Jan Holdcroft speaks movingly about the way people living with dementia can, as she puts it, struggle to find themselves. She feels that this can account for the repetitious behaviour that some individuals develop – trying to make a connection with who they have been. “It’s painful to see people losing themselves,” she says.

Jan is the manager of Queensway in Stafford, one of the Homes where MHA first piloted the use of music therapy in order to research and carefully record its benefits for at least some of Queensway’s residents. Her experience of watching music therapist Ming Hung Hsu at work in one-to-one sessions convinces her that, where there has been enjoyment of music in the past, its present benefits can be profound. “Ming reaches out to people and they reach back – it’s wonderful to see”, she says – adding, however, that “you need someone to help them engage with it”.

Ming, whose painstaking work with one Queensway resident was described in the Autumn 2009 edition of Heart & Soul, has been using dementia care mapping to demonstrate the way in which music therapy can enhance the well-being of individuals living with the illness. He is delighted that MHA has responded to the results of his work by expanding the delivery of the service across all its Dementia Care Homes, making it one of the very few organisations in the country to use music therapy so widely in a long term care setting.

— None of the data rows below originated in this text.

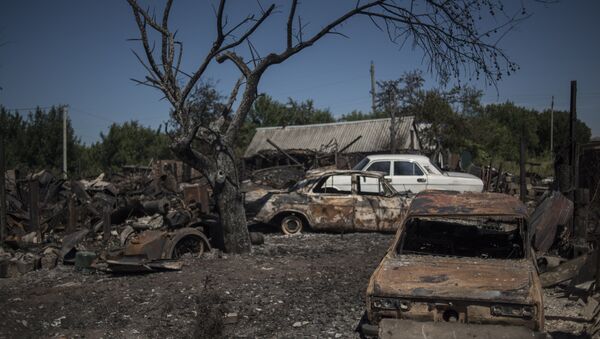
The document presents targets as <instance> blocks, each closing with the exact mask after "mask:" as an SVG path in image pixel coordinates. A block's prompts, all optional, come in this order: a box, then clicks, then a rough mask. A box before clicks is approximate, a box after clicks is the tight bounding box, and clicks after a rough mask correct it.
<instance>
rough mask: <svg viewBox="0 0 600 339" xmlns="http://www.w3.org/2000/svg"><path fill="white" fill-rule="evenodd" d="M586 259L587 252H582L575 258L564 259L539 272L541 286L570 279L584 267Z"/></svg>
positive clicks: (556, 284) (547, 285)
mask: <svg viewBox="0 0 600 339" xmlns="http://www.w3.org/2000/svg"><path fill="white" fill-rule="evenodd" d="M587 259H588V256H587V254H584V255H582V256H580V257H577V258H575V259H571V260H569V261H565V262H564V263H562V264H560V265H559V266H557V267H555V268H554V269H552V270H550V271H548V272H544V273H542V274H540V280H541V282H542V286H543V287H552V286H554V285H557V284H559V283H561V282H563V281H567V280H569V279H572V278H573V277H574V276H576V275H577V273H578V272H579V271H580V270H581V268H582V267H584V265H585V263H586V261H587Z"/></svg>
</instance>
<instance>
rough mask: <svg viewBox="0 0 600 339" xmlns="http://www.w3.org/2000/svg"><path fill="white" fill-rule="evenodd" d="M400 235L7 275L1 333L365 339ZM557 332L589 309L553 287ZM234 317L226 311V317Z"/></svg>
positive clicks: (4, 286)
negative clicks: (357, 328)
mask: <svg viewBox="0 0 600 339" xmlns="http://www.w3.org/2000/svg"><path fill="white" fill-rule="evenodd" d="M391 240H392V235H382V234H358V233H357V234H346V235H343V236H342V235H331V234H304V235H299V236H280V235H267V236H266V237H265V245H262V246H256V247H254V249H253V253H252V254H248V255H223V254H221V253H219V252H215V251H213V252H211V253H207V254H205V255H203V256H202V257H199V258H186V259H184V260H185V266H184V268H183V270H182V271H179V272H162V273H152V274H144V275H127V276H114V275H109V274H104V273H93V274H82V273H79V272H76V271H74V269H73V267H71V266H59V267H57V268H56V269H54V270H51V271H36V272H32V273H30V274H27V275H25V276H23V277H20V278H12V279H1V280H0V338H29V337H65V338H66V337H68V338H78V337H85V338H101V337H102V338H188V337H196V338H218V337H233V338H254V337H258V338H265V337H266V338H281V337H285V338H289V337H293V338H297V337H303V338H306V337H312V338H356V337H357V335H356V334H355V333H354V332H353V331H354V328H355V326H356V325H357V323H358V320H359V319H360V317H361V315H362V313H363V311H364V293H365V290H366V286H367V283H368V280H369V277H370V275H371V273H372V272H373V270H374V269H375V267H376V266H377V264H378V263H379V260H380V259H381V257H382V256H383V255H384V253H385V251H386V250H387V247H388V246H389V243H390V242H391ZM545 303H546V315H553V316H559V317H566V318H565V319H567V320H565V319H559V320H549V321H547V330H548V332H551V333H552V334H553V336H554V337H556V338H577V337H579V336H578V333H580V332H581V331H582V330H583V327H584V324H582V323H578V322H573V321H569V320H568V318H569V317H573V318H576V317H580V314H581V312H582V307H583V306H582V305H581V304H579V303H578V302H576V301H571V300H568V299H566V298H562V297H561V294H560V293H559V291H555V290H547V291H546V301H545ZM224 315H225V316H224Z"/></svg>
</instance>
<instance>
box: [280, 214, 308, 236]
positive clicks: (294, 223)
mask: <svg viewBox="0 0 600 339" xmlns="http://www.w3.org/2000/svg"><path fill="white" fill-rule="evenodd" d="M304 226H305V225H304V221H302V219H301V218H299V217H297V216H296V215H293V214H290V215H288V216H286V217H284V218H283V219H281V232H283V234H287V235H290V234H299V233H301V232H302V230H303V229H304Z"/></svg>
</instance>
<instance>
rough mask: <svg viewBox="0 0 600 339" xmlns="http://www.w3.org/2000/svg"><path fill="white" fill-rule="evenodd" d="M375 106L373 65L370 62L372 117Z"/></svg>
mask: <svg viewBox="0 0 600 339" xmlns="http://www.w3.org/2000/svg"><path fill="white" fill-rule="evenodd" d="M376 108H377V107H376V105H375V64H374V63H373V61H371V110H372V112H371V113H373V115H375V110H376Z"/></svg>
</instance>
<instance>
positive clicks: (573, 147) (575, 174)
mask: <svg viewBox="0 0 600 339" xmlns="http://www.w3.org/2000/svg"><path fill="white" fill-rule="evenodd" d="M569 113H570V119H569V143H570V150H571V151H570V152H569V166H571V185H570V186H571V190H572V192H573V194H574V190H575V189H576V188H577V186H578V184H579V183H578V182H577V174H578V173H577V170H576V167H577V154H576V153H577V143H576V142H575V124H576V122H577V81H576V80H573V81H571V104H570V107H569Z"/></svg>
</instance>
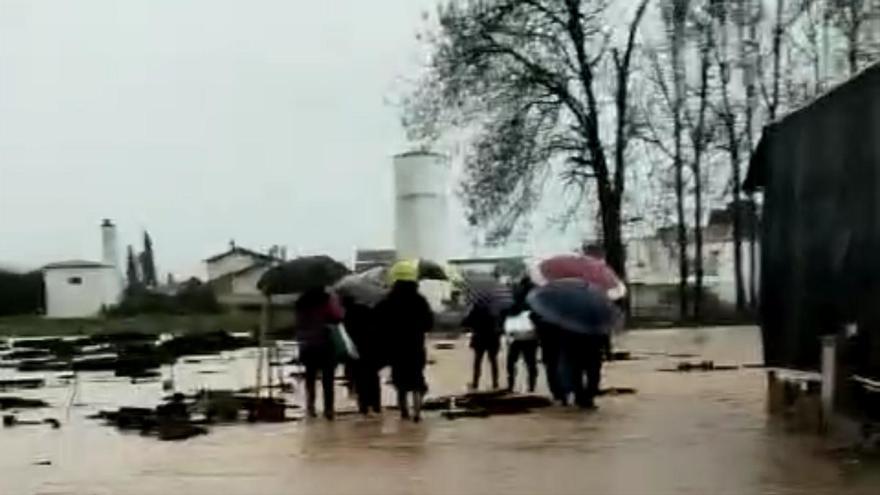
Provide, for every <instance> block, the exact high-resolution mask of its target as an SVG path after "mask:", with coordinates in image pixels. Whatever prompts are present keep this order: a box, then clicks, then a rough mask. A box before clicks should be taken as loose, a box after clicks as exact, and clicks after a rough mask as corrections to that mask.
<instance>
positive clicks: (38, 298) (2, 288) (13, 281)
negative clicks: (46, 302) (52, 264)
mask: <svg viewBox="0 0 880 495" xmlns="http://www.w3.org/2000/svg"><path fill="white" fill-rule="evenodd" d="M45 307H46V302H45V292H44V290H43V274H42V273H40V272H38V271H35V272H27V273H15V272H8V271H3V270H0V316H10V315H23V314H35V313H42V312H43V310H44V308H45Z"/></svg>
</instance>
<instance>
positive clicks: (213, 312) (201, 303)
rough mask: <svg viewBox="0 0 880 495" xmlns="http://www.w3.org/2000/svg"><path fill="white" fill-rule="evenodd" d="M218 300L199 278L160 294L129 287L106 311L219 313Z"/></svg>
mask: <svg viewBox="0 0 880 495" xmlns="http://www.w3.org/2000/svg"><path fill="white" fill-rule="evenodd" d="M220 310H221V307H220V303H218V302H217V298H216V297H215V296H214V292H213V291H212V290H211V288H210V287H208V286H207V285H205V284H202V283H201V282H198V281H190V282H186V283H184V284H183V285H182V286H181V287H180V288H179V289H178V291H177V293H175V294H173V295H170V294H163V293H159V292H153V291H151V290H148V289H146V288H144V287H138V286H135V287H129V288H128V289H126V291H125V294H124V295H123V298H122V302H120V303H119V305H117V306H116V307H114V308H111V309H110V311H108V314H109V315H111V316H135V315H140V314H172V315H183V314H206V313H219V312H220Z"/></svg>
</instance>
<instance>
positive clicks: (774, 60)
mask: <svg viewBox="0 0 880 495" xmlns="http://www.w3.org/2000/svg"><path fill="white" fill-rule="evenodd" d="M783 12H785V0H776V22H775V26H774V27H773V93H772V95H771V97H770V105H768V108H767V112H768V114H769V117H770V118H769V120H770V122H773V121H774V120H776V112H777V110H778V109H779V83H780V79H781V78H782V74H781V73H782V34H783V33H782V30H783V24H782V13H783Z"/></svg>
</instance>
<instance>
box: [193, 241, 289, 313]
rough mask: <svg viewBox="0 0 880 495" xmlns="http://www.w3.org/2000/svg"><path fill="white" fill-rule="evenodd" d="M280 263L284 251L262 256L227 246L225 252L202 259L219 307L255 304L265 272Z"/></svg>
mask: <svg viewBox="0 0 880 495" xmlns="http://www.w3.org/2000/svg"><path fill="white" fill-rule="evenodd" d="M279 251H280V250H279ZM283 260H284V253H283V251H280V252H279V253H278V254H276V253H274V252H273V253H270V254H263V253H259V252H257V251H253V250H251V249H246V248H243V247H239V246H236V245H235V243H230V245H229V249H228V250H226V251H224V252H222V253H220V254H217V255H214V256H211V257H210V258H208V259H206V260H205V267H206V271H207V273H208V284H210V286H211V288H212V289H213V291H214V294H215V295H216V296H217V299H218V300H219V301H220V303H222V304H225V305H228V306H239V305H248V304H258V303H259V302H260V300H261V292H260V290H259V289H258V288H257V283H258V282H259V281H260V278H261V277H262V276H263V274H264V273H266V272H267V271H268V270H269V269H270V268H272V267H273V266H274V265H276V264H278V263H281V262H282V261H283Z"/></svg>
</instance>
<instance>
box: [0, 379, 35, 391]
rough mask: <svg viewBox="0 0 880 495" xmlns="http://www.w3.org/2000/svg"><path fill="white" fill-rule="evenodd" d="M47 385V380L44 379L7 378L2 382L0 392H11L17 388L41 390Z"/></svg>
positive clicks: (3, 380)
mask: <svg viewBox="0 0 880 495" xmlns="http://www.w3.org/2000/svg"><path fill="white" fill-rule="evenodd" d="M44 385H46V380H44V379H42V378H6V379H4V380H0V390H9V389H16V388H19V389H21V388H28V389H33V388H41V387H43V386H44Z"/></svg>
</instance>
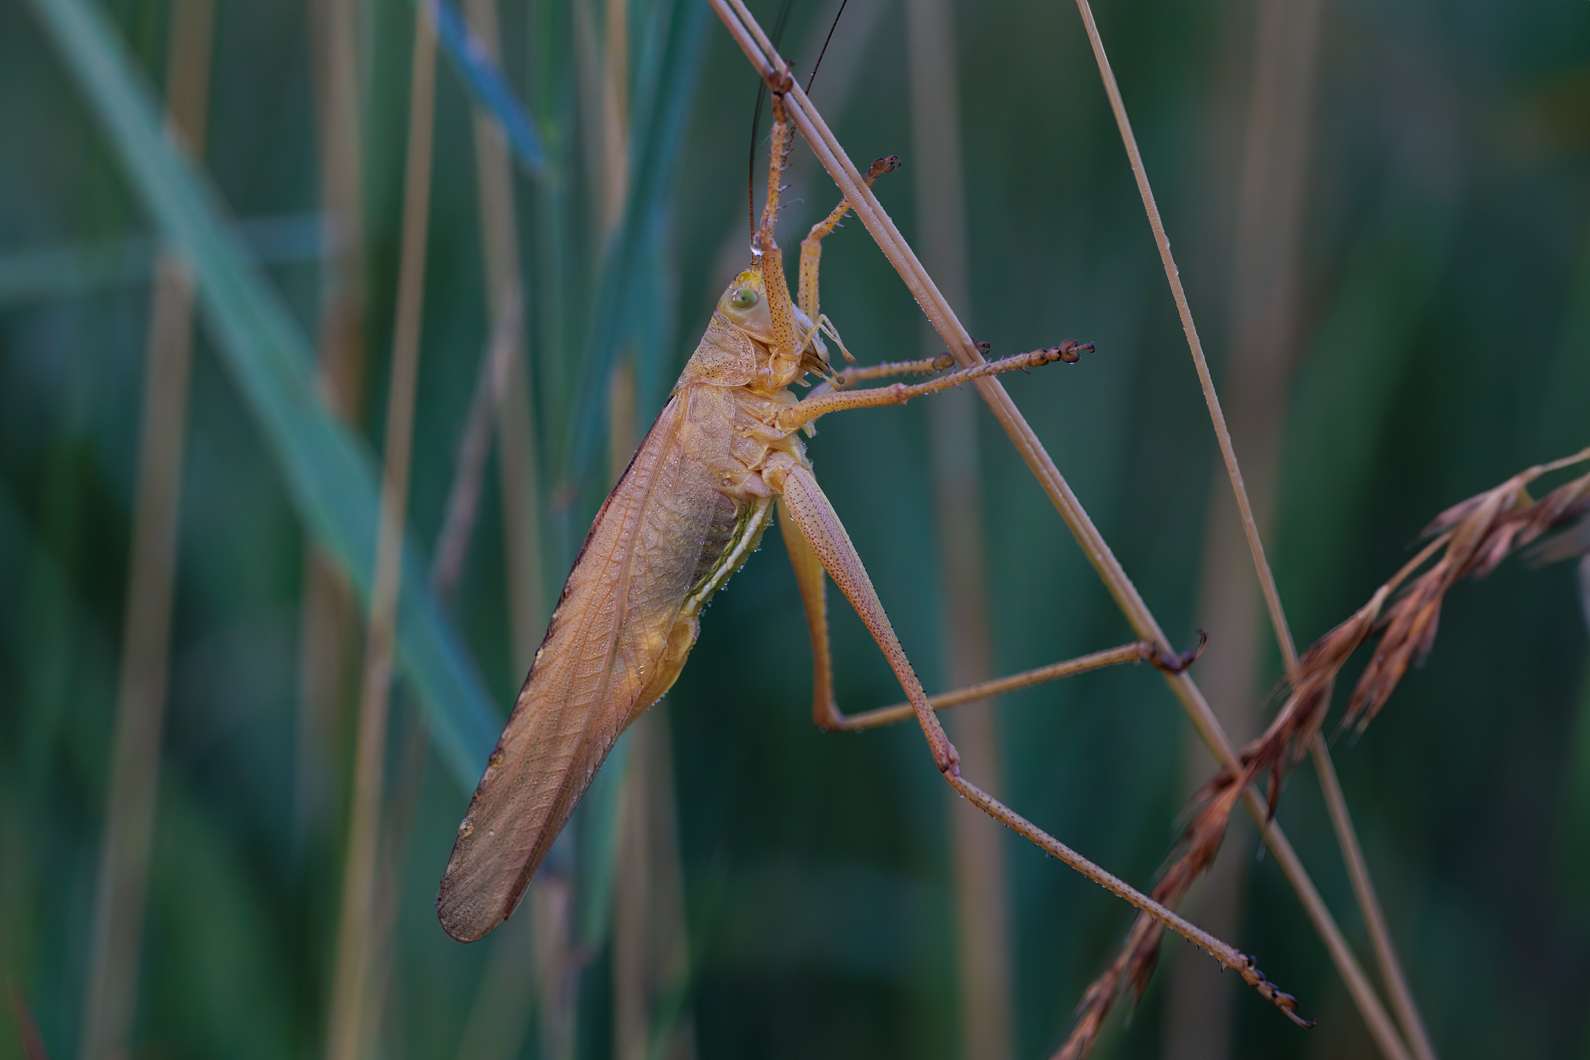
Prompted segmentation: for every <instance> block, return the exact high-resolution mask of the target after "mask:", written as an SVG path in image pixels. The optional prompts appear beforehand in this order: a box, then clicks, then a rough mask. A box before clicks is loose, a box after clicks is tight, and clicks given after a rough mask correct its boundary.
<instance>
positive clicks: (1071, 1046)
mask: <svg viewBox="0 0 1590 1060" xmlns="http://www.w3.org/2000/svg"><path fill="white" fill-rule="evenodd" d="M1156 927H1159V922H1158V920H1154V919H1153V917H1150V915H1148V914H1146V912H1140V914H1137V920H1134V922H1132V930H1130V931H1129V933H1127V936H1126V942H1124V944H1123V946H1121V952H1119V954H1116V958H1115V960H1113V961H1111V963H1110V966H1108V968H1105V969H1103V971H1102V973H1099V977H1097V979H1094V981H1092V984H1091V985H1089V987H1088V990H1086V992H1084V993H1083V1000H1081V1001H1078V1004H1076V1022H1075V1023H1073V1025H1072V1033H1070V1036H1067V1039H1065V1044H1062V1046H1061V1049H1059V1052H1056V1054H1054V1057H1053V1058H1051V1060H1081V1058H1083V1057H1086V1055H1088V1054H1089V1052H1092V1047H1094V1044H1097V1041H1099V1031H1102V1030H1103V1020H1105V1017H1108V1016H1110V1009H1111V1008H1115V1001H1116V998H1119V996H1121V987H1123V984H1124V982H1126V974H1127V966H1129V965H1130V961H1132V954H1135V952H1137V949H1138V946H1140V944H1142V941H1143V938H1145V936H1146V934H1148V933H1150V931H1151V928H1156ZM1154 939H1156V942H1158V939H1159V933H1158V931H1154Z"/></svg>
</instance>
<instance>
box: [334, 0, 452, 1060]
mask: <svg viewBox="0 0 1590 1060" xmlns="http://www.w3.org/2000/svg"><path fill="white" fill-rule="evenodd" d="M434 102H436V27H434V25H432V22H431V13H429V6H428V5H423V3H421V5H415V33H413V64H412V72H410V84H409V149H407V159H405V170H404V215H402V250H401V256H399V265H397V269H399V272H397V310H396V324H394V327H393V367H391V385H390V391H388V397H386V443H385V447H383V455H385V464H383V474H382V504H380V516H378V518H380V521H378V526H377V540H375V583H374V588H372V590H370V612H369V623H367V634H366V642H364V675H363V680H361V690H359V729H358V744H356V750H355V764H353V799H351V807H350V814H348V842H347V857H345V861H343V879H342V911H340V919H339V925H337V966H335V973H334V979H332V996H331V1012H329V1020H331V1025H329V1030H328V1035H326V1055H328V1058H329V1060H363V1057H364V1054H366V1052H367V1050H369V1047H370V1043H369V1041H367V1035H370V1033H372V1031H374V1025H375V1012H377V1008H378V998H375V996H374V992H372V990H370V979H372V971H374V969H375V966H374V958H375V957H377V955H375V954H374V949H375V947H374V942H375V934H377V933H375V927H377V923H375V917H374V904H375V903H374V895H375V879H374V877H375V866H377V855H378V845H380V831H382V830H380V809H382V771H383V769H382V766H383V760H385V755H386V721H388V698H390V691H391V671H393V640H394V636H396V612H397V591H399V583H401V577H402V539H404V520H405V512H407V507H409V505H407V499H409V458H410V450H412V443H413V400H415V383H417V377H418V367H420V321H421V311H423V305H425V251H426V235H428V229H429V202H431V138H432V130H434V129H432V126H434Z"/></svg>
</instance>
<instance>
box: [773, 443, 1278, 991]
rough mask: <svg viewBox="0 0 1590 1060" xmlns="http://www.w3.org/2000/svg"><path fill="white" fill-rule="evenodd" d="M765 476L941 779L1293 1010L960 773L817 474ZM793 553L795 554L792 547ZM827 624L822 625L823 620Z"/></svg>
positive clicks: (899, 645)
mask: <svg viewBox="0 0 1590 1060" xmlns="http://www.w3.org/2000/svg"><path fill="white" fill-rule="evenodd" d="M763 477H765V478H766V482H768V485H771V486H773V488H774V489H776V491H778V493H781V494H782V502H781V505H779V510H781V512H785V513H787V518H785V520H784V528H785V529H795V531H797V532H798V534H800V536H801V537H803V539H805V544H803V548H805V550H809V553H811V555H812V556H816V558H817V561H819V563H820V564H822V567H824V569H825V571H827V572H828V577H832V578H833V582H835V585H838V586H840V591H843V593H844V596H846V598H847V599H849V601H851V605H852V607H854V609H855V613H857V615H860V618H862V623H863V625H865V626H867V629H868V633H871V634H873V640H876V642H878V647H879V648H881V650H882V653H884V658H886V660H889V667H890V669H892V671H894V672H895V677H897V679H898V682H900V687H902V688H903V690H905V694H906V698H908V699H909V701H911V709H913V712H914V714H916V718H917V721H919V723H921V726H922V734H924V736H925V737H927V744H929V749H930V750H932V753H933V763H935V764H937V766H938V769H940V772H943V774H944V780H948V782H949V785H951V787H952V788H956V791H959V793H960V795H962V796H965V798H967V799H968V801H970V803H971V804H975V806H976V807H978V809H981V810H983V812H986V814H987V815H989V817H992V818H995V820H999V822H1000V823H1003V825H1006V826H1008V828H1010V830H1013V831H1016V833H1018V834H1021V836H1024V838H1026V839H1029V841H1030V842H1034V844H1035V845H1037V847H1038V849H1041V850H1043V852H1045V853H1049V855H1053V857H1056V858H1059V860H1062V861H1065V865H1068V866H1072V868H1073V869H1076V871H1078V872H1081V874H1083V876H1086V877H1088V879H1091V880H1094V882H1096V884H1099V885H1100V887H1103V888H1105V890H1108V892H1111V893H1115V895H1118V896H1121V898H1124V899H1126V901H1129V903H1130V904H1134V906H1137V907H1138V909H1142V911H1143V912H1146V914H1148V915H1151V917H1154V919H1156V920H1159V922H1161V923H1164V925H1165V927H1167V928H1170V930H1172V931H1177V933H1178V934H1181V936H1183V938H1186V939H1188V941H1191V942H1193V944H1196V946H1199V947H1200V949H1204V950H1207V952H1208V954H1212V955H1213V957H1215V958H1216V960H1218V961H1220V963H1223V965H1226V966H1227V968H1231V969H1234V971H1237V973H1239V974H1240V976H1242V977H1243V981H1245V982H1248V984H1250V985H1253V987H1255V988H1258V990H1259V993H1261V995H1264V996H1266V998H1269V1000H1270V1001H1272V1003H1275V1004H1277V1006H1278V1008H1282V1009H1285V1011H1291V1009H1294V1008H1296V1001H1294V1000H1293V998H1291V996H1289V995H1285V993H1282V992H1280V990H1277V988H1275V985H1274V984H1270V982H1269V981H1267V979H1264V976H1262V974H1259V971H1258V968H1256V966H1255V963H1253V958H1251V957H1247V955H1243V954H1240V952H1237V950H1235V949H1232V947H1231V946H1227V944H1226V942H1221V941H1220V939H1216V938H1215V936H1213V934H1210V933H1207V931H1204V930H1202V928H1199V927H1196V925H1193V923H1189V922H1188V920H1185V919H1183V917H1180V915H1177V914H1175V912H1172V911H1170V909H1165V907H1164V906H1162V904H1159V903H1158V901H1154V899H1153V898H1150V896H1148V895H1145V893H1142V892H1138V890H1137V888H1134V887H1132V885H1129V884H1127V882H1126V880H1121V879H1118V877H1115V876H1111V874H1110V872H1107V871H1105V869H1102V868H1099V866H1097V865H1094V863H1092V861H1089V860H1088V858H1084V857H1083V855H1080V853H1076V852H1075V850H1072V849H1070V847H1067V845H1065V844H1064V842H1061V841H1059V839H1056V838H1054V836H1051V834H1048V833H1046V831H1043V830H1041V828H1038V826H1037V825H1034V823H1032V822H1029V820H1027V818H1024V817H1021V815H1019V814H1016V812H1014V810H1013V809H1010V807H1008V806H1005V804H1003V803H1000V801H999V799H995V798H994V796H992V795H989V793H987V791H984V790H983V788H979V787H976V785H975V783H971V782H970V780H967V779H965V777H962V776H960V756H959V755H957V753H956V749H954V745H952V744H951V742H949V737H948V736H946V734H944V726H943V725H940V721H938V715H937V714H935V712H933V707H932V704H930V702H929V698H927V693H925V691H922V683H921V682H919V680H917V679H916V672H914V671H913V669H911V661H909V660H908V658H906V655H905V650H903V648H902V647H900V639H898V637H897V636H895V633H894V626H892V625H890V623H889V615H887V613H886V612H884V607H882V602H881V601H879V599H878V593H876V590H873V583H871V578H870V577H868V575H867V567H863V566H862V559H860V556H859V555H857V553H855V547H854V545H852V544H851V536H849V534H847V532H846V531H844V524H841V523H840V516H838V513H836V512H835V510H833V505H832V504H828V497H827V496H824V493H822V488H819V486H817V480H816V478H814V477H812V474H811V469H809V467H806V466H805V464H801V462H798V461H797V459H795V458H782V459H781V458H779V456H774V459H773V461H770V467H768V469H766V472H763ZM792 555H795V550H793V548H792ZM800 566H801V561H800V559H798V561H797V571H800ZM824 625H827V623H825V620H824Z"/></svg>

Its benefits are seen not only in the individuals with whom therapists meet but in the knock-on effect for relatives and carers alike. Ming describes his one-to-one sessions with Jamie*, a gentleman with frontal temporal dementia. One effect of this form of dementia is to make him restless – pacing the rooms for much of the time. It has also diminished his ability to judge the volume at which he is speaking. Mostly, Jamie’s speech is very blunt and loud. In response to this, Ming plays songs for Jamie that are low in his singing register, meaning that he doesn’t have to use much strength or breath to sing. As a result, Jamie sings more quietly and sensitively. “Following a music therapy session, Jamie still speaks quite loudly, but his carers observe that he has become calmer and much more relaxed.”

Similarly, relatives frequently comment that they recognise something of their loved one’s old self in them again after they have sung with Ming or used percussion instruments to respond to his playing. Indeed, staff and residents of Herondale, MHA’s Dementia Care Home in Birmingham, have celebrated not only the Home’s recent refurbishment but also the impact music therapy has made on all their lives by renaming its four wings: Symphony, Harmony, Melody and Rhapsody.

Now the plan is for MHA to employ a full team of therapists. “It’s very exciting,” says Ming. “With a team we can discuss, plan and develop our work across the UK.” Ming has already been joined by three therapists based in London, the Midlands and the Oxford/Swindon area. It is hoped that four more will make up the full complement by the end of the year. In addition, MHA hopes that a new Music Therapy Appeal will help support their work, covering ongoing staff and project costs and allowing the team to purchase additional musical instruments for residents to play.

Jan Holdcroft remembers walking down the hall one day beside a resident who turned to her, pointed towards her own head, and said to Jan, “This isn’t working properly is it?” She paused and then added, “You must promise me you’ll always take care of me.” Jan and Ming, and those who will work as part of MHA’s music therapy team, know from their experience of people like Jamie that music is one way in which they can do just that, helping individuals to reclaim some part of themselves that it seemed had been lost forever.